I have to confess something. I'm pretty rubbish when it comes to prayer and Bible reading. I can go through months without actually opening my Bible for private Bible reading. Yes, I will read the Bible when preparing for my youth group or preparing to lead worship in church, but that's all. My prayers are usually limited to "Thank you Lord for this day. Amen" and then go to sleep. It's not that I don't want to, but somehow, something is keeping me from spending time with God.
But tonight, I somehow felt it was time to spend time with God. I wasn't planning on it at all. I was just watching TV. I just finished watching an episode of the Great British Menu and was flipping through some channels to see what was on, when I suddenly got the urge to just turn off the TV and open my Bible and read. I have a Bible in a year schedule, which I printed off at the beginning of the year. I think I got stuck at 6 January, so now I'm just picking it up at 1 September. I started with a simple prayer asking God to open my eyes and ears to His Word and help me understand it and then read it. After reading it, I picked up my guitar and started worshipping. I just went through some songs that remind me of who Jesus is and what He's done for me. I then put my guitar down and starting praying. I wasn't praying for anything in particular. I just wanted to thank God for everything He's done for me and ask for the Holy Spirit to fill me. And you know, for the first time in probably years, I really sensed God's presence. I walked around me room praising God, went down on my knees in submission to the King of all kings (something I never do) and lied down on my couch, just enjoying God's presence. After that, I picked up my guitar again and started strumming some random chords and just started to sing the amazing truths about God, how He sent his Son Jesus to die for my sins and rose from the dead. How His peace, that passes all understanding will guard my heart and mind in Jesus. How His grace is enough and that His power is revealed in my weakness.
If it sounds like I'm boasting myself and how spiritual I am, I'm not. I'm boasting about Jesus. I wasn't planning on doing this tonight. If it was up to me, I would have kept on watching TV. I just felt an urge to spend time with God and I'm glad I did. As you've read in my previous blog, I came home from New Wine a bit disappointed, as I haven't felt God there as I hoped. Yes, I know He was there and was at work in me, but I didn't feel Him. I was also reminded that feelings can mislead you. I know for a fact that God loves me and Jesus died on the cross for me. My salvation is completely external from my emotions. It's based on Jesus dying on the cross and His resurrection and my feelings won't change that. But tonight, after spending this time with God, reading the Bible, praying and worshipping, I really feel refreshed.
I've learnt that God does things in his own time.
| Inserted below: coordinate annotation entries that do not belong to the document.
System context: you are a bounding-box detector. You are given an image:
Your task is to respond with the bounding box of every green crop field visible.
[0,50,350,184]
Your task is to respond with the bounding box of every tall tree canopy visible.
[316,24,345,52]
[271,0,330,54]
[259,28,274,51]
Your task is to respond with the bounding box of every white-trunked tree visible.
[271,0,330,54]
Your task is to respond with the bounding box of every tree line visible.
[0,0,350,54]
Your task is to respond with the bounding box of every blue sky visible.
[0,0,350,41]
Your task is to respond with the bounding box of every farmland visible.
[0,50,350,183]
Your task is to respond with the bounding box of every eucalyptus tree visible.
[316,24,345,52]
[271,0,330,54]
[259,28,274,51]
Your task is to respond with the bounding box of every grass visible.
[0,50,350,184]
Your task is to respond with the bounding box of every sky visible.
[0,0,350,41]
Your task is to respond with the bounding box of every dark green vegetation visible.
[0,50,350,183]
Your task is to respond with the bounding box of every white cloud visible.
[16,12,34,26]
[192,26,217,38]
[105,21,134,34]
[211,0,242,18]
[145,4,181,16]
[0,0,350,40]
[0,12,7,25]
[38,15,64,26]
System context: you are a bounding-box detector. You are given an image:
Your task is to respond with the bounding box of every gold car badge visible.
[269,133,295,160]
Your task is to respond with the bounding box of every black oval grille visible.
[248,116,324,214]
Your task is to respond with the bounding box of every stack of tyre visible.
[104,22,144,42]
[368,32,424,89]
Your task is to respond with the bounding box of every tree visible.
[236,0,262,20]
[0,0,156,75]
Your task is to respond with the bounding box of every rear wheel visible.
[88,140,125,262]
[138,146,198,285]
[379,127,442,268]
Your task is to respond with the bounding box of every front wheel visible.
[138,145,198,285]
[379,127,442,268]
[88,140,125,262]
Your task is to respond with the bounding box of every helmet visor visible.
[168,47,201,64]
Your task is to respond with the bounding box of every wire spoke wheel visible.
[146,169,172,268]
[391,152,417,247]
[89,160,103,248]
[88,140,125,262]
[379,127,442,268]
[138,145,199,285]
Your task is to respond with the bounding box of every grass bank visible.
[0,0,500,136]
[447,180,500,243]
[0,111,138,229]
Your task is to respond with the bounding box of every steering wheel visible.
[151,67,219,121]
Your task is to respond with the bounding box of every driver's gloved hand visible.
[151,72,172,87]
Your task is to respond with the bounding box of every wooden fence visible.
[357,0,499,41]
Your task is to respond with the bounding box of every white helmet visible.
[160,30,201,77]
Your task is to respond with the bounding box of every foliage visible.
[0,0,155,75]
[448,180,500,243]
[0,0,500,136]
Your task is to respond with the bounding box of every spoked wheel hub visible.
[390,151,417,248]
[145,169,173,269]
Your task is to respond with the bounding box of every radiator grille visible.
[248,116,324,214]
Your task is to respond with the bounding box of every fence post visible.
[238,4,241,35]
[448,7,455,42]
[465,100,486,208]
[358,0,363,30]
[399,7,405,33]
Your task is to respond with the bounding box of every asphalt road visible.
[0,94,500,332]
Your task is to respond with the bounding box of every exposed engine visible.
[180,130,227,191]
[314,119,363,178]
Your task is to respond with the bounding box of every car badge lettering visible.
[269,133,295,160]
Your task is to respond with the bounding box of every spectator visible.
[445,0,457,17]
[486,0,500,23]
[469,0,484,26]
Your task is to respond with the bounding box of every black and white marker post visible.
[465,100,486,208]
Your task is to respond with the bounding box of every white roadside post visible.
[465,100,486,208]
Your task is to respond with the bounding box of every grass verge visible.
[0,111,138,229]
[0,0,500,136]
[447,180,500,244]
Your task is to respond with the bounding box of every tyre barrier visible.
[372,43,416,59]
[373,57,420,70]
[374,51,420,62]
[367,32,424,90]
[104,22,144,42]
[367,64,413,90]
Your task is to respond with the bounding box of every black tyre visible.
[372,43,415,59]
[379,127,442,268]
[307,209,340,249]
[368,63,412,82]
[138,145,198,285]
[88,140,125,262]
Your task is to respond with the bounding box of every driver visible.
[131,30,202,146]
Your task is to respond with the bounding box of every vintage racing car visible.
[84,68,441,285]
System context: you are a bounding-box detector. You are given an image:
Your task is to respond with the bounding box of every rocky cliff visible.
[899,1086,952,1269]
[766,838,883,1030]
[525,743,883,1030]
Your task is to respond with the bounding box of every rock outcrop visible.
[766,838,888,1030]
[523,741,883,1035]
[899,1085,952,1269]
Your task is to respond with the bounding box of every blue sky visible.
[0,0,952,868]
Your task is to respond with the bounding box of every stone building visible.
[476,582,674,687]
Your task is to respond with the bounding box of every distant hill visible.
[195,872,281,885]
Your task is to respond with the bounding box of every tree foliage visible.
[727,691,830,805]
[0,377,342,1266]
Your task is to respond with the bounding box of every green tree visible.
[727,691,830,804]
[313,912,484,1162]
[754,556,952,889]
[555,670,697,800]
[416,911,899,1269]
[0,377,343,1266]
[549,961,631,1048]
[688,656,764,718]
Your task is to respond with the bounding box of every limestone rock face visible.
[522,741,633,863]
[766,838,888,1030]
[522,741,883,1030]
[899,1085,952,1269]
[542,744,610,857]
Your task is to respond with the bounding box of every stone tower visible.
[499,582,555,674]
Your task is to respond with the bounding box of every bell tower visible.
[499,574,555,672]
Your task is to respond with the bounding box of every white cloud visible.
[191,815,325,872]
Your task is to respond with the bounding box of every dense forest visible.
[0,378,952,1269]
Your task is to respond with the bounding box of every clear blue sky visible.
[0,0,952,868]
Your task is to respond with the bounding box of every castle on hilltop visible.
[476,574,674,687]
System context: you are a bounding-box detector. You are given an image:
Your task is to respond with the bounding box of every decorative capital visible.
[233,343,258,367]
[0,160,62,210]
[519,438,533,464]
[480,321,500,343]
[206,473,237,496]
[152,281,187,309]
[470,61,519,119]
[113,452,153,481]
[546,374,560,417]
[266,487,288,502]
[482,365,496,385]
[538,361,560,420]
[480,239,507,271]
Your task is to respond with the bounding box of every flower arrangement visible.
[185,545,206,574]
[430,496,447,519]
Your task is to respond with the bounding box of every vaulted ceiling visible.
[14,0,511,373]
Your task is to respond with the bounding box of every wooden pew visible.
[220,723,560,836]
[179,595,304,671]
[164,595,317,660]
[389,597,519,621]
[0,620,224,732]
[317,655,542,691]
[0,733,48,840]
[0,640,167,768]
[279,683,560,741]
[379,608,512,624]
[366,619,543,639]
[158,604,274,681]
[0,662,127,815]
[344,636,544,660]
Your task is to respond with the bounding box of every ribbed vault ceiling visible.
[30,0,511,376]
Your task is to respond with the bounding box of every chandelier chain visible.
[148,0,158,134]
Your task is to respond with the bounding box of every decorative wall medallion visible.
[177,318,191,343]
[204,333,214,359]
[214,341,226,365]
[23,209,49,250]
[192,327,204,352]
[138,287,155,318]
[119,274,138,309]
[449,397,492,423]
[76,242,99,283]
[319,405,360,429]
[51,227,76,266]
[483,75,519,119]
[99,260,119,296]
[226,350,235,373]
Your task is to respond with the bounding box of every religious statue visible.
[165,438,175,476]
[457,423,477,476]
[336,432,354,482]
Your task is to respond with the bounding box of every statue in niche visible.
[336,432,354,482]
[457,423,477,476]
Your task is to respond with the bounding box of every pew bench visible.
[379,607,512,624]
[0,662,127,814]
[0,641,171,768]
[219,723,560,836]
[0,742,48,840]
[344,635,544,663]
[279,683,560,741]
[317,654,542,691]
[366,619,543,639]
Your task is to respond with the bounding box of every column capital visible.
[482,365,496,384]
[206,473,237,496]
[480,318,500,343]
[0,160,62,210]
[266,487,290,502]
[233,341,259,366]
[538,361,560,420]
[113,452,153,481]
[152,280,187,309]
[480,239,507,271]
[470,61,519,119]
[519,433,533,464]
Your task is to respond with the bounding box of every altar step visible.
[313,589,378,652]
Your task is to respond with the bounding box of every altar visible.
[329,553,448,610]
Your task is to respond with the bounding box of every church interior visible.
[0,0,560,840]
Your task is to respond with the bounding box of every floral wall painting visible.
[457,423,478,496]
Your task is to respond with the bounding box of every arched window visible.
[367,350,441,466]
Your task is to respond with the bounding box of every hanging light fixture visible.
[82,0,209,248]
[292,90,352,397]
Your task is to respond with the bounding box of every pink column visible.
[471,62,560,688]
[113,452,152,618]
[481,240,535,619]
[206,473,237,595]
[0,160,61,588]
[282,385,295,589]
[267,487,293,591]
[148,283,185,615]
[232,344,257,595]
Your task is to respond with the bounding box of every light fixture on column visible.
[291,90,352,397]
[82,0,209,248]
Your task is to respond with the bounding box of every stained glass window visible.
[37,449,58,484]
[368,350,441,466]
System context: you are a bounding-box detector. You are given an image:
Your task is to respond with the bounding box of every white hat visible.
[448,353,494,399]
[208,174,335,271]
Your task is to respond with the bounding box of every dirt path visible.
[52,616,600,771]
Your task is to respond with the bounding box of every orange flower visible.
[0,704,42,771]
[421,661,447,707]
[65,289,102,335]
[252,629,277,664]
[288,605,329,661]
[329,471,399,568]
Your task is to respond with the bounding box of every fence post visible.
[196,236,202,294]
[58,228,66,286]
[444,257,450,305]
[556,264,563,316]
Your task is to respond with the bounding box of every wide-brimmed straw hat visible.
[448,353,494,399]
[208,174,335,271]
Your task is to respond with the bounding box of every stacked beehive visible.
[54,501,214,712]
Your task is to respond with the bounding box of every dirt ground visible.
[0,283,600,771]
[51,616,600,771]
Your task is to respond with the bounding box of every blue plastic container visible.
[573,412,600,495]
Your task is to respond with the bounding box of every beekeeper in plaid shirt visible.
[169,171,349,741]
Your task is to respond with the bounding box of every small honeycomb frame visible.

I expected this to happen at New Wine. In my opinion, everything was there to give me an amazing experience of God's love and power. There were loads of people praying for me, but I didn't feel anything. I didn't experience God's presence. But tonight I did. At home, on my own. Just me and God. I think we had a great time together. I'm looking forward to our next appointment. (Just kidding, I'm His child. I don't need an appointment.)
2 comments:
There you go! Your prayers (previous post!) have been answered; and probably in much more powerful and meaningful way BECAUSE God knows you better than you know yourself, and knows what you need best :) AMAZING!! Amen!!xxx
I am very pleased for you. A touch from the Lord changes everything. A personal direct encounter with the Lord is so good as you know it was God on God's terms. And all that in the comfort of your own home!